Treasurer Scott Morrison has been forced to backflip on the ‘retrospective’ changes to superannuation he took to the election.
Mr Morrison bowed to pressure from Labor, conservative commentators and Liberal backbenchers on Thursday by outlining less stringent changes to after-tax contributions.
“These measures make the superannuation system even fairer, even more flexible and even more sustainable,” he told reporters in Canberra.
There are three ways to put money into a super fund: the employer guarantee (9.5 per cent of your income, taxed at 15 per cent); salary sacrifice (deducted from your pay cheque and taxed at 15 per cent); and after-tax contributions.
Currently, there is a $180,000 yearly limit, up to a maximum of $540,000 in any three-year period, on after-tax contributions.
During the election, the government proposed replacing that with a $500,000 lifetime cap, with any contributions dated back to 2007 included in this cap – which Labor and some Liberals attacked as “retrospective”.
Instead, the Treasurer is now suggesting a yearly $100,000 cap. Wealthy Australians who reach a super fund balance of $1.6 million (indexed with CPI) will be barred from making any more after-tax contributions, but will still be able to make concessional contributions.
This was a revenue neutral announcement. According to the Treasurer, the change to the election plan will cost the budget $400 million, which will be offset by some of the policy tweaks explained below.
Relief for the wealthy
The intention of the Treasurer’s original plan was to ensure that superannuation is not used as a “tax-incentivised estate planning vehicle”.
He noted that some wealthy retirees have account balances of $5 million, $10 million and even $50 million. The current rules allow such large sums to be moved into funds, earning strong returns and minimising tax.
The new rules, if legislated, would still stop such large amounts of money accruing (remember the $1.6 million cap for after-tax contributions), but won’t be as harsh.
In the Treasurer’s words, this is a way to encourage aspiration. His theory seems to be that even if the vast majority of us never take advantage of the rules, their existence may incentivise us to try.
Most Australians will be unaffected. Research by the Australian Institute of Superannuation Trustees (AIST) estimated the average after-tax contribution for those aged 50+ is less than $4000 a year.
Certainty for industry
The contentious debate over super has arguably harmed public confidence in the sector, and confused consumers.
Industry Super Australia (ISA) welcomed the Treasurer’s announcement, calling it a “workable compromise”.
“We would hope all MPs will now give careful consideration to these changes so the reforms can start to make their way through the Parliament.
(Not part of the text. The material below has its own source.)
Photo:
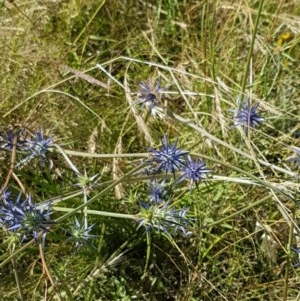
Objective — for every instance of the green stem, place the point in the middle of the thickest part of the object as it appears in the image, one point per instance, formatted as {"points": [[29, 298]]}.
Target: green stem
{"points": [[17, 278], [97, 212]]}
These are evolutionary, not revolutionary changes,” ISA chief executive David Whiteley said.
AIST, which represents the entire not-for-profit super sector, said the new plan would be simpler and easier to implement.
And the Association of Superannuation Funds of Australia, which speaks for both profit and non-profit funds, said it was “delighted”.
Help for battlers
While not part of the Treasurer’s announcement on Thursday, the super industry welcomed another of the government’s backflips: its decision in the budget to extend support for low-income earners.
If you earn less than $37,000 a year, the government will pay up to $500 extra into your super account per year, depending on how much you and your employer contribute before-tax.
This was a Labor policy, strongly opposed by the government in years past, that was due to expire in June 2017. The only change is that the policy will be renamed from ‘LISC’ (Low Income Super Contribution) to the ‘LISTO’ (Low Income Superannuation Tax Offset).
Lost time for women
In order to pay for the new plan, the Treasurer said he will delay until July 1, 2017 the start date for so-called “catch-up provisions”.
This budget measure will eventually allow Australians to salary sacrifice (contribute before-tax income to their super fund) even more. It will do this by rolling-over a person’s unused contribution limits from the past five years.
For example, Australians aged under 50 can currently contribute a maximum of $30,000 per year pre-tax. This includes both the employer guarantee and their own salary sacrificing.
Under the budget measure, those with interrupted work patterns, especially women who take time out for pregnancy and child rearing, could make up for lost time. But not until 2017.
Testing times for older workers
Another way the Treasurer will fund his new plan is by giving up on his attempt to remove the work test for those aged 65 to 74.
The current work test bars older workers from making voluntary contributions to their super fund if they work less than 40 hours over any 30 consecutive days in the financial year.
Point scoring for Labor
The opposition seized on the backpedal to paint the government’s retirement policies as a “shambles” and a “massive capitulation”.
It is yet to signal whether it will support or oppose the changes when they are eventually put to Parliament.